In a nutshell, the main bottleneck when running NBLAST is the nearest-neighbor
search. Vanilla NBLAST in navis
is already using fast compiled KDTree libraries
(scipy
or pykdtree
) for this but depending on your setup you'll still spend
up to 80% of the time in the nearest-neighbour search.
This is not so much a problem if you're only ever working with a few hundred neurons at a time. Existing connectomics datasets, however, already contain tens of thousands of neurons and we will see the 100k mark being breached within the next year.
You can throw more cores at it and that obviously helps speed things up. But wait a minute... don't machine learning folks use dem fancy graphic cards? Would be nice if we could leverage the power of a GPU for NBLAST!
Turns out we can! PyTorch-cluster provides an easy-to-use KNN implementation that can be run on a GPU.
- fast: hard to compare but 1 high end GPU ~= 20 CPU cores
- runs smoothly on Google Colab GPUs
- requires a CUDA-compatible (i.e. NVIDIA) GPU
- tricky to setup on OSX (see e.g. this article)
- limited by the GPU's memory
First install nblast-gpu
by either cloning and install with pip3 install -e .
or directly from Github:
$ pip3 install git+https://github.com/navis-org/navis-nblast-gpu@main
Then you need to install PyTorch-cluster.

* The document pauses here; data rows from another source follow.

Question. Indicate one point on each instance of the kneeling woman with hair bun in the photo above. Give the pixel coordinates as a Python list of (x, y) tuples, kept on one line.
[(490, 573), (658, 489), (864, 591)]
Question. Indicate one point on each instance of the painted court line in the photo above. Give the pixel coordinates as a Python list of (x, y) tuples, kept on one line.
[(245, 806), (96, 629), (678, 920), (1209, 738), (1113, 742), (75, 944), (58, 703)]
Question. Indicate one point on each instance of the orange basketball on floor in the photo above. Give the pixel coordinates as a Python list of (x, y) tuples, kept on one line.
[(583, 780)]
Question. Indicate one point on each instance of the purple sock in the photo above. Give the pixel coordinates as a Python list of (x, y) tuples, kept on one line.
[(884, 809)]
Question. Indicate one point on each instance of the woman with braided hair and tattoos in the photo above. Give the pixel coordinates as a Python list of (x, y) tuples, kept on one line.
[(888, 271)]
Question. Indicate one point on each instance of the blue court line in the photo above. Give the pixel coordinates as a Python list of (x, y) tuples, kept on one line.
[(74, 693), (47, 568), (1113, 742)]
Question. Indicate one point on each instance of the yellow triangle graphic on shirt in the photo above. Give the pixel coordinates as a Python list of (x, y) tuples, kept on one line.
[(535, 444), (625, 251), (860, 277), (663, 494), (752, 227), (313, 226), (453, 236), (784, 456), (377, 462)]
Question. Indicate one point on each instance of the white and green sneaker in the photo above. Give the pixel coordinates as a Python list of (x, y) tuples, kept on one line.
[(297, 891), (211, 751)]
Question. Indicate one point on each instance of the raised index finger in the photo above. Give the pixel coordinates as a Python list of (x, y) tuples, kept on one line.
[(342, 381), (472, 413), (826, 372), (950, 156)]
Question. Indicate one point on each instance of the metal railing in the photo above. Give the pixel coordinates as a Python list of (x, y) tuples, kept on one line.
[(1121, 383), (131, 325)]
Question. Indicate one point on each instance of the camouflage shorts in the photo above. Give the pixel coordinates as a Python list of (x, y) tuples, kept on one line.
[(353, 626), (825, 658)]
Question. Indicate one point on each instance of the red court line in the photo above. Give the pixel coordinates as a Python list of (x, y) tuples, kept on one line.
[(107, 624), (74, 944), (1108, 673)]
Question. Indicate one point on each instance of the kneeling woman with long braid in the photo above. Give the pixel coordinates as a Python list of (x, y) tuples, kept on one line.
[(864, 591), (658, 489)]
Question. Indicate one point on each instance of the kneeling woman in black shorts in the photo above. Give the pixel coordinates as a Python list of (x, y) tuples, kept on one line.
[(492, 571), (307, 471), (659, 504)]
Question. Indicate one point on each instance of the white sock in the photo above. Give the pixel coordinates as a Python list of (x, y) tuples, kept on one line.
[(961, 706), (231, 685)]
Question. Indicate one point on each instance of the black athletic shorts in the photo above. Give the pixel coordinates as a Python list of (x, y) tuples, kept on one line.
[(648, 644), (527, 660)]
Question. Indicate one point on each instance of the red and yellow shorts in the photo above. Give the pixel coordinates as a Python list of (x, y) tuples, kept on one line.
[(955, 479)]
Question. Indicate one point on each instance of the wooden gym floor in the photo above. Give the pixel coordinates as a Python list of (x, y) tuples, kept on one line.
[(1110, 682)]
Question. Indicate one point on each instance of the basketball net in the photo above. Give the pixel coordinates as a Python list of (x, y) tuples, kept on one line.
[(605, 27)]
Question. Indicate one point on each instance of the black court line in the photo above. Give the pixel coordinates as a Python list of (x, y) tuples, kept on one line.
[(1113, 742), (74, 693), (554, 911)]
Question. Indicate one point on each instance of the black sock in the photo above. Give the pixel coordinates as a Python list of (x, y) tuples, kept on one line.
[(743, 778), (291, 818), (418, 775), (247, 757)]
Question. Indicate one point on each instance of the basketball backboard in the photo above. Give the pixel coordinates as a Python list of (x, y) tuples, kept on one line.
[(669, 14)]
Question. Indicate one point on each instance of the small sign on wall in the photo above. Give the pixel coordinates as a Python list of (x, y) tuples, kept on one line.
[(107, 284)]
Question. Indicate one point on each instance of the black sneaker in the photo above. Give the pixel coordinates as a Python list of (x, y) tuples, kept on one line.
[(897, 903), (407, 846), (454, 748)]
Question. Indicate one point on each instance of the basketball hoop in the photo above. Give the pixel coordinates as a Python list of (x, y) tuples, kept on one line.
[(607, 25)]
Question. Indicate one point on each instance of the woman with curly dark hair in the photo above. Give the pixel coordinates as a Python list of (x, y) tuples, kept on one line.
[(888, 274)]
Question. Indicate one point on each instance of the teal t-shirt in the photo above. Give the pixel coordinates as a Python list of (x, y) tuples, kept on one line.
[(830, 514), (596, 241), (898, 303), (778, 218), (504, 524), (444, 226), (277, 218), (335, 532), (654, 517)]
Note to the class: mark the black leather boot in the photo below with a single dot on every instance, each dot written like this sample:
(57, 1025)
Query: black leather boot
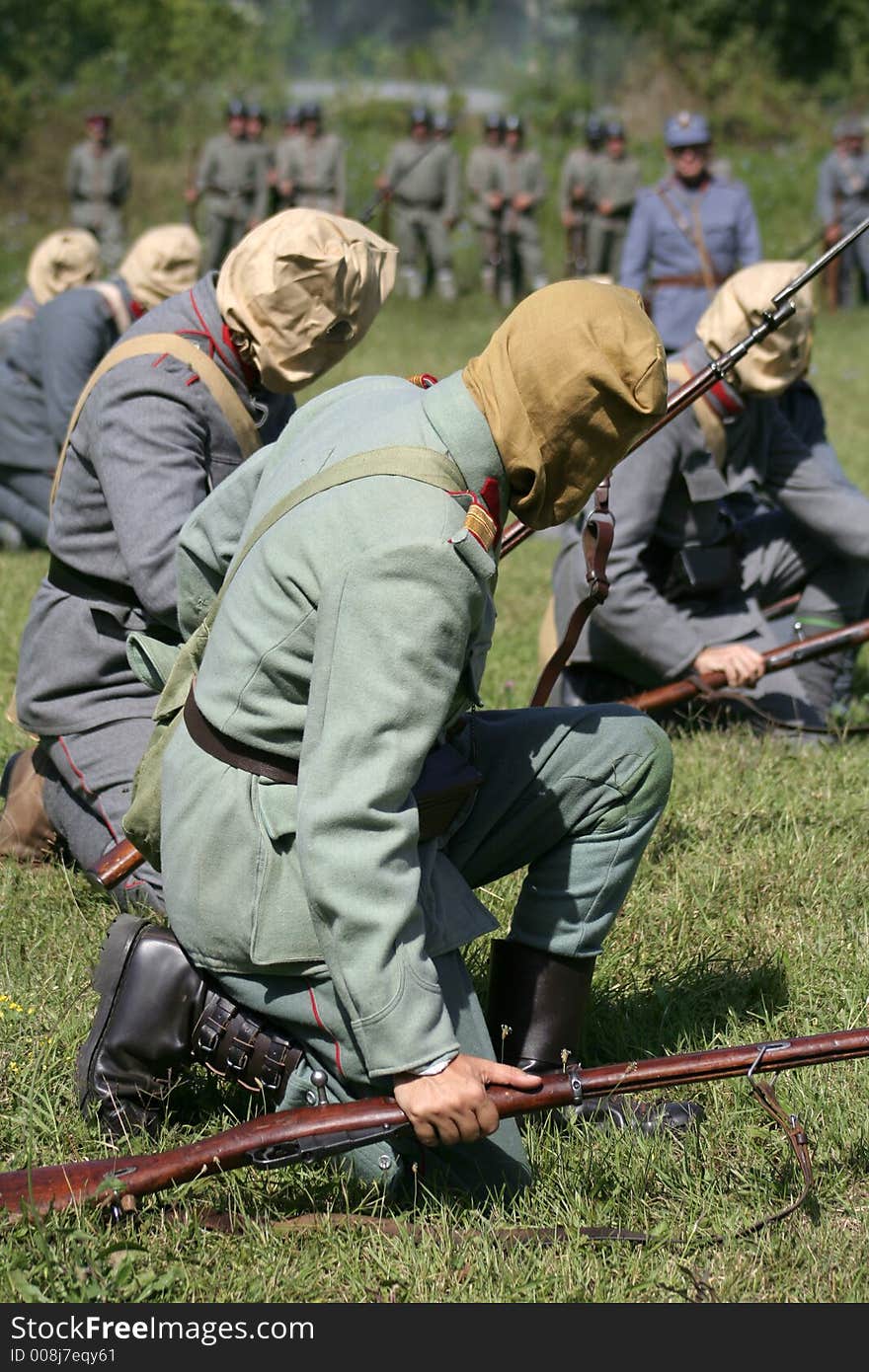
(157, 1014)
(537, 1006)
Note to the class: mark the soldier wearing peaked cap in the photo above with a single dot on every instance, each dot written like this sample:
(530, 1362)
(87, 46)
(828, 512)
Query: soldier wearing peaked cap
(187, 396)
(481, 183)
(574, 200)
(341, 906)
(843, 202)
(686, 233)
(232, 179)
(53, 355)
(612, 183)
(423, 182)
(310, 166)
(736, 503)
(98, 183)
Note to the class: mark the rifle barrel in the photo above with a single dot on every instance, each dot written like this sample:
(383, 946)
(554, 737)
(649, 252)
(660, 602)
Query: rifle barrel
(776, 658)
(316, 1129)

Please see instructions on their website!
>>> import navis
>>> from nblast_gpu import nblast
>>> nl = navis.example_neurons(5)
>>> dp = navis.make_dotprops(nl, k=5)
>>> dp_um = dp / 125
>>> scores = nblast(dp_um, dp_um)
- scale to and distribute NBLAST onto multiple GPUs
- check GPU memory limits (utility function?)
- look into batching for very large datasets which exceed GPU memory
- work towards feature-parity with vanilla NBLAST